Gang Delima

Enya Rahman
Chapter #1

Sonia

Hidup bertetangga tidak pernah semudah yang dikatakan buku-buku pengembangan diri. Aku menyadarinya seminggu setelah aku pertama kali mengikuti arisan.

Aku bukan tipe orang yang menikmati arisan. Dalam pikiranku arisan hanya untuk ibu-ibu rumah tangga yang tidak punya kegiatan sosial lain, maka aku selalu berkata sedang ada kegiatan di kantor meskipun nyatanya aku hanya duduk di cafe berjarak sepuluh kilometer dari gang kami meminum kopi yang sudah tidak dingin sambil menunggu jam arisan selesai.

Di mataku arisan hanya membuang waktu. Bersenda gurau pada sesuatu yang tak penting. Koreksi. Untuk menyindir secara perlahan dan berhati-hati mengenai sesuatu yang tidak sesuai dengan opini masing-masing.

Minggu itu, Bu Desi menggelar tikar di garasi rumahnya, mobil Bu Desi dititipkan di garasiku. Sejak pagi aku melihat Bu Desi sudah sibuk. Bu Desi bersikeras untuk memasak semua makanan arisan sendiri, dalam bahasanya yang halus Bu Desi mengaku keluarga besarnya selalu rekues masakan Bu Desi setiap lebaran.

Sejak pagi aku sudah mencium bau masakan Bu Desi dari dalam rumahku. Selepas membersihkan rumah, aku pergi ke teras melanjutkan membaca Dorris Lessing sembari menikmati kopi instan dari Korea oleh-oleh bos suamiku.

"Oh, sambel ati sama ayam kecap." Aku menggeleng sembari tersenyum. Kini tenggelam dalam kata-kata Dorris Lessing.

Tetangga depanku, Ibu Supri, mengintip Bu Desi dari balik jendelanya, mata kami bertemu namun kami berdua sama-sama setuju untuk tidak saling menyapa dalam diam.

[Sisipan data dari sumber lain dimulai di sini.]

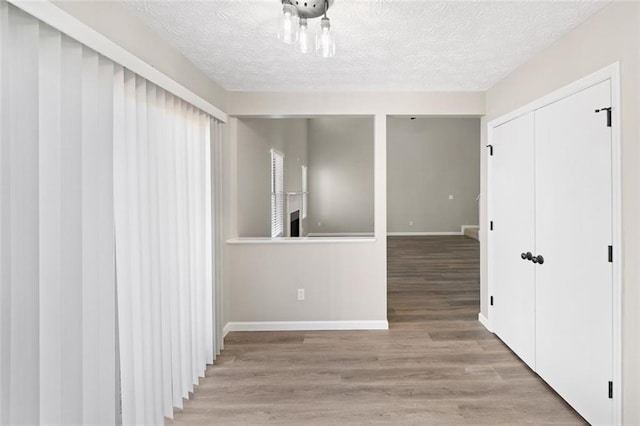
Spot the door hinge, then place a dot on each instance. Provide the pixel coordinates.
(608, 110)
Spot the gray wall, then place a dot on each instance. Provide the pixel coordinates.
(429, 159)
(341, 183)
(256, 138)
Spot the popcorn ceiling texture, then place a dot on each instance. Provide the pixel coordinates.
(382, 45)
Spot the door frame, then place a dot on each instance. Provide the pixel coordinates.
(612, 73)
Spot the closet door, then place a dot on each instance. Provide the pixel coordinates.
(573, 232)
(511, 203)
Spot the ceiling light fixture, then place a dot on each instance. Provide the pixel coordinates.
(294, 27)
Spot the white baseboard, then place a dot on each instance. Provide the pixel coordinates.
(465, 227)
(305, 326)
(420, 234)
(484, 321)
(340, 234)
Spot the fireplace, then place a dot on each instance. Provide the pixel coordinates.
(295, 224)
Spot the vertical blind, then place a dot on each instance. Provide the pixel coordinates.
(106, 240)
(277, 194)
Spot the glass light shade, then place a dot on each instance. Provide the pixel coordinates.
(325, 39)
(303, 38)
(288, 24)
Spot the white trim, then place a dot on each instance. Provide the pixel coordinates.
(484, 321)
(340, 234)
(465, 227)
(421, 234)
(612, 73)
(298, 240)
(599, 76)
(226, 330)
(52, 15)
(306, 325)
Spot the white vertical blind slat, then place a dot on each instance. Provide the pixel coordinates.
(90, 251)
(105, 186)
(71, 217)
(50, 232)
(106, 253)
(177, 340)
(5, 295)
(23, 211)
(123, 247)
(133, 240)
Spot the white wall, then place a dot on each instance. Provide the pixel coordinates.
(340, 175)
(114, 20)
(429, 159)
(609, 36)
(256, 137)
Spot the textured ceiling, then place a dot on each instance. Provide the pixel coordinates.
(383, 45)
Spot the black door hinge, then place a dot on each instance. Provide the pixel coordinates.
(608, 114)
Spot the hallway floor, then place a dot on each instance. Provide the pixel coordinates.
(436, 365)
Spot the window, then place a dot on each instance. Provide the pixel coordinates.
(304, 192)
(277, 194)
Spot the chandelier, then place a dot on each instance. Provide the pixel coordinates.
(294, 26)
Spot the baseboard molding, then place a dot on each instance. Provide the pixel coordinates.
(305, 326)
(340, 234)
(465, 227)
(420, 234)
(484, 321)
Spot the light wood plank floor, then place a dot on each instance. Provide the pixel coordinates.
(436, 365)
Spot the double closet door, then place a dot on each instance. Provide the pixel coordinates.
(550, 196)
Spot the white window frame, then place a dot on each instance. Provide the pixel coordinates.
(277, 194)
(305, 190)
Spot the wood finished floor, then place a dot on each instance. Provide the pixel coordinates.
(436, 365)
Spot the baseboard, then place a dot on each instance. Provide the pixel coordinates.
(340, 234)
(305, 326)
(420, 234)
(484, 321)
(465, 227)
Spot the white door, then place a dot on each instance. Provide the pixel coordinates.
(511, 211)
(573, 234)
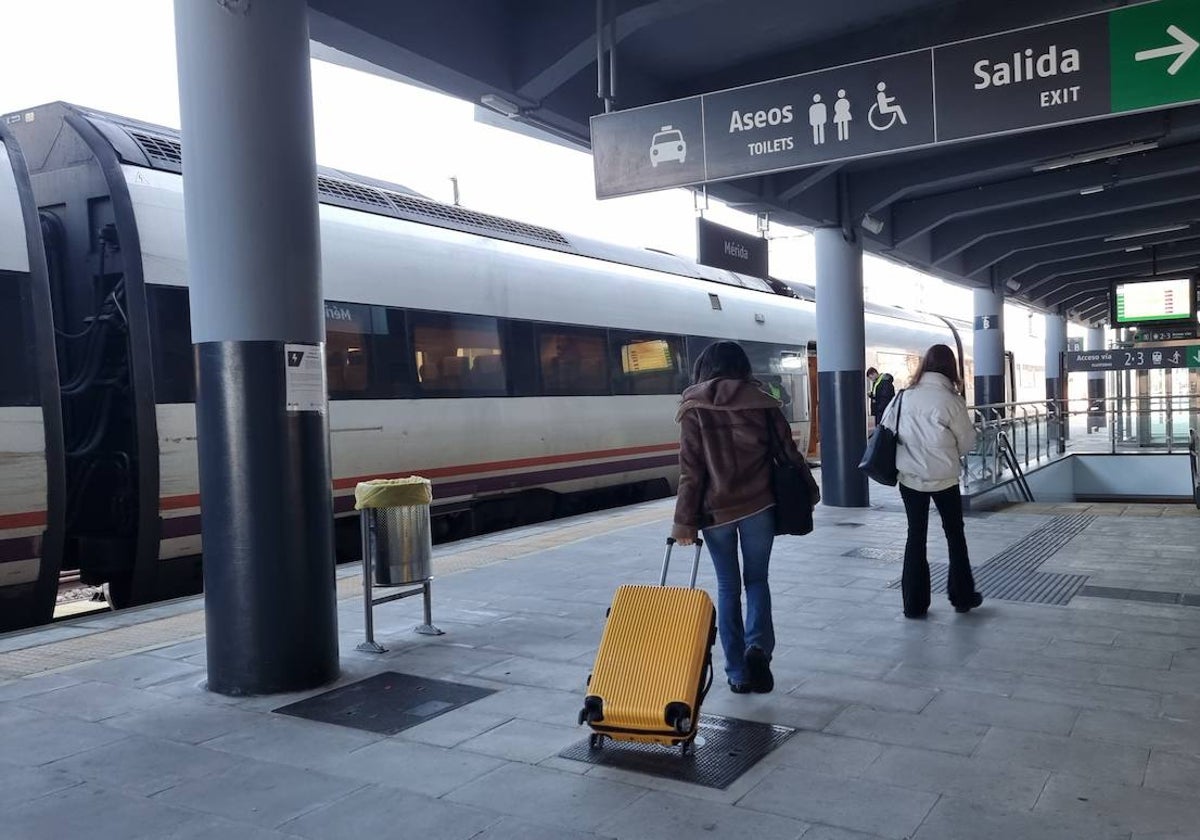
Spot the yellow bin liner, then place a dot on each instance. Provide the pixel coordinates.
(393, 492)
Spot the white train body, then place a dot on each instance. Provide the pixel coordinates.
(394, 264)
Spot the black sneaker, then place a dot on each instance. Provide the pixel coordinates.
(976, 600)
(761, 679)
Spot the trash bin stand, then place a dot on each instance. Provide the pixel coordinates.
(367, 520)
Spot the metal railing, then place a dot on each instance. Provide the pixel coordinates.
(1042, 431)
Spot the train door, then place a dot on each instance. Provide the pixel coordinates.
(1009, 377)
(813, 451)
(796, 396)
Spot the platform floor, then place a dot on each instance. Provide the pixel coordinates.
(1017, 721)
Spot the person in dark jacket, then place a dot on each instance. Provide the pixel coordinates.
(725, 490)
(882, 391)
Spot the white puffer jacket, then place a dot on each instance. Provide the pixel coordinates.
(935, 432)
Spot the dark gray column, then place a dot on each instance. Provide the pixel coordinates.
(989, 347)
(250, 179)
(1056, 378)
(1096, 414)
(841, 357)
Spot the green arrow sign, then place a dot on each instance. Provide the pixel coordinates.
(1155, 54)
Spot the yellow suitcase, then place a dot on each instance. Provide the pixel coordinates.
(654, 665)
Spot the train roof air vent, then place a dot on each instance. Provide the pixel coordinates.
(352, 192)
(407, 205)
(157, 148)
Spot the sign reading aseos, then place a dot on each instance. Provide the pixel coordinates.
(1139, 58)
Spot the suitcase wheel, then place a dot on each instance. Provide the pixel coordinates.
(678, 717)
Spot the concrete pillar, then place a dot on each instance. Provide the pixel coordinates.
(989, 347)
(1056, 377)
(250, 183)
(841, 358)
(1096, 407)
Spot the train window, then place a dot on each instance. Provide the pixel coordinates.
(17, 383)
(391, 371)
(521, 358)
(171, 345)
(457, 354)
(647, 364)
(573, 361)
(348, 349)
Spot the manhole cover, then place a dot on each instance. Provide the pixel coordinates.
(385, 703)
(725, 749)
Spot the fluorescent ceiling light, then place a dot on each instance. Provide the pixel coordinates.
(1092, 156)
(1151, 232)
(501, 105)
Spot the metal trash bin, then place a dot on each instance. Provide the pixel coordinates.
(397, 546)
(403, 545)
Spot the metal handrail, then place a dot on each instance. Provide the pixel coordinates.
(1027, 419)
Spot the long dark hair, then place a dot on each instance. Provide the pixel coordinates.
(721, 360)
(940, 359)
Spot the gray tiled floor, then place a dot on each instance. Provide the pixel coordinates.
(1039, 723)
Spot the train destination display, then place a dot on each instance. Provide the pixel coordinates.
(1138, 58)
(1153, 300)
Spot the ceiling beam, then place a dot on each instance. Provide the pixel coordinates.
(913, 217)
(1014, 268)
(964, 165)
(982, 257)
(957, 237)
(1122, 261)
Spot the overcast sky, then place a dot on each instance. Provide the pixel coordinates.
(119, 55)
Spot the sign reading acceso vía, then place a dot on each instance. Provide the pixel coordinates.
(1135, 359)
(1089, 67)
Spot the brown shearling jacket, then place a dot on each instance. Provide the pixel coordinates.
(724, 469)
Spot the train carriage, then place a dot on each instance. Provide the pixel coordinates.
(523, 370)
(31, 459)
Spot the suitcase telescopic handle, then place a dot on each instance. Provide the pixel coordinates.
(666, 563)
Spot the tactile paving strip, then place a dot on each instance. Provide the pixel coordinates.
(873, 553)
(725, 749)
(1012, 575)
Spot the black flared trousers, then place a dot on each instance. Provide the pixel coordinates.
(915, 582)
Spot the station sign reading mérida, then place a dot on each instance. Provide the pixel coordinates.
(1138, 58)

Gang tempat tinggalku buntu, hanya satu pintu masuk dan gang ini hanya muat untuk dua mobil berdampingan. Maka dibuatlah aturan untuk tidak memarkirkan mobil di jalan gang. Bu Supri adalah salah satu, bukan, satu-satunya warga yang tidak terima dengan peraturan tersebut. Bolak-balik Bu Supri mengirim pesan di grup PKK bahwa peraturan ini egois dan tidak seharusnya diberlakukan.

"Mohon maaf ini ibu-ibu, tapi setiap bulan saya juga membayar biaya kontribusi di kampung ini. Apa salahnya jika saya meminjam jalan kampung hanya sebagian untuk mobil saya?"

Tidak ada yang menjawab pesan Bu Supri. Tidak pernah ada yang menjawabnya. Obrolan justru berganti pada cucu bu Indah yang baru lahir beberapa hari lalu.

Terkadang, aku merasa sungguh kasihan pada Ibu Supri. Setiap arisan Bu Supri yang paling vokal mengenai peraturan di gang-gang ini:

"Anak-anak nggak boleh nongkrong di atas jam sepuluh, ya ibu-ibu, kasihan orang tua-orang tua lain nggak bisa tidur. Anak-anak juga butuh istirahat, ibu-ibu."

"Mohon kalau menyalakan musik dangdut jangan sampai di atas jam sepuluh malam."